Las técnicas de imagen, como la ecografía Doppler, utilizan ondas sonoras para crear imágenes del flujo sanguíneo y verificar si las venas se comprimen normalmente. Si no es posible confirmar el diagnóstico mediante ecografía, puede realizarse una venografía por resonancia magnética con contraste.
## Factores de riesgo y causas
La TVP puede desarrollarse cuando el flujo sanguíneo es lento, la pared del vaso está dañada o cambian las características de la sangre, facilitando la formación de coágulos. Las probabilidades de padecer TVP aumentan con la edad. La genética también influye: algunas personas heredan predisposición a desarrollar coágulos. Periodos prolongados sin movimiento, como vuelos largos, reposo en cama o después de cirugías, incrementan el riesgo, especialmente en los primeros tres meses tras una operación. Ciertas enfermedades como trastornos de coagulación, problemas cardíacos, cáncer o infecciones graves como COVID-19 también pueden elevar el riesgo. "Las mujeres en edad fértil son más propensas que los hombres a desarrollar coágulos. El riesgo es mayor durante el embarazo o al tomar anticonceptivos o terapia hormonal. Tras la menopausia, el riesgo en mujeres cae por debajo del de los hombres", indica la publicación.
## Tratamiento de la TVP
La mayoría de las personas pueden tratar la TVP en casa con medicamentos anticoagulantes para evitar que el coágulo crezca y prevenir complicaciones potencialmente mortales, como la embolia pulmonar. En casos graves, puede requerirse hospitalización. Si no es posible usar anticoagulantes, existen otros tratamientos disponibles. Es fundamental discutir con el equipo médico la prevención de nuevos coágulos y detectar cualquier complicación, como el síndrome postrombótico, que puede causar dolor, picazón o hinchazón persistente. Además, se recomienda mantener un estilo de vida saludable y prestar atención a la salud mental durante el proceso de recuperación.

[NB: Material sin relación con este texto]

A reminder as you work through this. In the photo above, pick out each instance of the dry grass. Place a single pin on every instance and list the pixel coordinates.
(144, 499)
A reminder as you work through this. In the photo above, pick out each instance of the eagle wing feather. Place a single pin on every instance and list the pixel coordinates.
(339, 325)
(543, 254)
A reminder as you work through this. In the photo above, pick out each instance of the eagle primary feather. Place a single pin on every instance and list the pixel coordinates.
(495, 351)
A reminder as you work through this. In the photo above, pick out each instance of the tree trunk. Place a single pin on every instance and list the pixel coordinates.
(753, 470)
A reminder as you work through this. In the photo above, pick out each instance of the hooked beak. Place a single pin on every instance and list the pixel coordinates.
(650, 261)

## Importancia para pacientes y profesionales
Reconocer los síntomas y los factores de riesgo de la TVP permite actuar a tiempo y reducir sus consecuencias a largo plazo. La comunicación continua con los profesionales de la salud y el cumplimiento del tratamiento prescrito son vitales para evitar recaídas.

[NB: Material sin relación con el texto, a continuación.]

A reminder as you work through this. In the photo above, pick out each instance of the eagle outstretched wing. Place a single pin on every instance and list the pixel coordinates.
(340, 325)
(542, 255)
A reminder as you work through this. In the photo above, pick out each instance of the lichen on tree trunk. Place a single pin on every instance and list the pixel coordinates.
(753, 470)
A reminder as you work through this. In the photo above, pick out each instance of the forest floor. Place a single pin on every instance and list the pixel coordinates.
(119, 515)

## Perspectivas y consideraciones futuras
Tras recibir tratamiento, las personas deben realizar controles periódicos y conversar con sus proveedores sobre la prevención de nuevos episodios. Aunque muchas personas se recuperan completamente, la TVP puede dejar secuelas duraderas y representa un desafío para el bienestar físico y emocional. Se necesitan más investigaciones sobre prevención y manejo a largo plazo.